Zesty Stir Fry Pork
The fresh sweet and sour flavours of this dish will put a spring in your step midweek.
For the marinated pork:
- 4 pork loin medallions, very thinly sliced (cut into strips, about the depth of a £1 coin)
- 2 Limes (zest and juice)
- 2 cloves garlic, grated
- 4 tbsp Mirin (rice wine)
- 4 tbsp light soy sauce
- 4 tbsp runny honey
- 2 large carrots, grated (approx. 100g)
- 100g beansprouts
- 80g sugar snap peas, sliced once lengthwise
- 2 spring onions, thinly sliced
- 2 small red chillies (optional), thinly sliced
- Need to save time? Use a 320g bag of pre-prepared stir fry veg instead
Stir in at the end:
- 240g ready-to-wok rice noodles
- 35g fresh coriander, chopped (optional)
- 2 sprigs fresh mint, chopped (optional)
- 1 tbsp sesame seeds
Mix together all of the ingredients for the marinade in a shallow bowl. Add the pork strips and stir well. Set aside whilst you assemble the vegetables.

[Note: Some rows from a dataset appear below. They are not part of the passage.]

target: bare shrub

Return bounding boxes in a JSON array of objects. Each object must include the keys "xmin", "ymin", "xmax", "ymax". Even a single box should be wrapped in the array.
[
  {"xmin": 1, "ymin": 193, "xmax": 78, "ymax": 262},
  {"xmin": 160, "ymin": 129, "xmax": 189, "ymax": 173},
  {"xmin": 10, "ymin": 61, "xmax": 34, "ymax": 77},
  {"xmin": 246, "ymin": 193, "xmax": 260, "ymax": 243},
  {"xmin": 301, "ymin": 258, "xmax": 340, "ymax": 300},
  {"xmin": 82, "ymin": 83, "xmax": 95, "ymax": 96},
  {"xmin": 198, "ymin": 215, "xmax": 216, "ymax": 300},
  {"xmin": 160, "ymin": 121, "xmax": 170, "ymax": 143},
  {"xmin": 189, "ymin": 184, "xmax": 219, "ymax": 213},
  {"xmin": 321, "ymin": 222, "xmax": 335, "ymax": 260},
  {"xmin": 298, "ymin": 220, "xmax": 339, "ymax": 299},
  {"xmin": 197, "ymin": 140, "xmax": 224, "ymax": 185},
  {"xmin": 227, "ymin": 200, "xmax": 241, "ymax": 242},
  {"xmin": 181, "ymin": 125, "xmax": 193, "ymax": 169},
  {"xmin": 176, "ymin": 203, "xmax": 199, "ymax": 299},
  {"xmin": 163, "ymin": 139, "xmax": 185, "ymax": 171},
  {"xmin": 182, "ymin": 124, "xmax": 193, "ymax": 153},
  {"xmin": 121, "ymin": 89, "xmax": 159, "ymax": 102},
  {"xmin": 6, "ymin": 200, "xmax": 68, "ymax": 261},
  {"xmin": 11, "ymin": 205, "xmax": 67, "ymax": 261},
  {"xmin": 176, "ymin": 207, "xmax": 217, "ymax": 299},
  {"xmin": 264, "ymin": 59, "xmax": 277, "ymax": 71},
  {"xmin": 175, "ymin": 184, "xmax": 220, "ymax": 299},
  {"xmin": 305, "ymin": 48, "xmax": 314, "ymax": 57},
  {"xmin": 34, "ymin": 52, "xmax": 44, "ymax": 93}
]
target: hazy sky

Weigh out all the vegetables in a bowl together. On a board, chop the coriander and mint, if using.
Heat a frying pan or wok on a medium high heat. Using a slotted spoon, remove the pork from the marinade and add to the pan (keep the marinade for later) and stir continuously for four minutes to avoid overcooking.
Remove the pork from the pan and put it on a plate to one side. Add the marinade to the pan and bring to the boil. Turn the heat down to medium. Add the vegetables (not the herbs) and cook until hot yet still crunchy, approx. three minutes. Add the noodles and the pork to the pan, mix well and heat for a couple more minutes. Stir in the coriander and mint.
Divide the stir fry between four bowls, sprinkle over the sesame seeds and serve.
Pork loin steaks could also be used, just remember to trim the fat off beforehand.
To reduce the salt level in this dish, opt for reduced salt soy sauce.